Some (well many) years ago, I worked with people at York who creating one of the first ADA compilers. There was a validation suite of programs that had to compile and run correctly for the compiler to get an official stamp from the ADA standards agency. I used to wonder about writing a program that recognised each of the tests cases and simply spat out the right code for each one. Any other program given to the program would simply print an error message and stop. The program would pass the test suite and could get the stamp as being a validated compiler, and yet would be completely useless. It would be a cheat ADA compiler.

Imagine if I sold such a cheat compiler. Any judge would regard it as fraud – whilst it passed the test, it is clearly not an ADA compiler. The test is there to validate things that are designed to be ADA compilers, not things designed to pass the test. So, the cheat ADA compiler is not adequately validated by the test, just becase it is designed to pass it.

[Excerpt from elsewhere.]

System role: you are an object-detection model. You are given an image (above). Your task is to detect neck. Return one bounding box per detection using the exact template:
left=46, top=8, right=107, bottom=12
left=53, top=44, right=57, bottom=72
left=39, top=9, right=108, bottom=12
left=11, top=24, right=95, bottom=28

Robo-Mary is designed to pass the consciousness test … indeed any consciousness test. We perhaps could never incontrovertibly tell whether Robo-Mary was conscious or simply acting conscious. However, when faced with another human being, an ordinary Mary, who is not designed specifically to appear conscious, it is reasonable to assume that she experiences similar things to me when she describes her experience in similar terms. I can never incontrovertibly tell that Mary is conscious, but it is reasonable to believe so. And it is equally reasonable to base a scientific study on such defeasible observations.

Turning back to Robo-Mary; convincing machine cosciousness would not come from machines designed to appear conscious, but more ‘by accident’. Perhaps one day my intelligent automated vacuum cleaner will say to me “Alan, have you ever watched those dust motes in the sunlight”.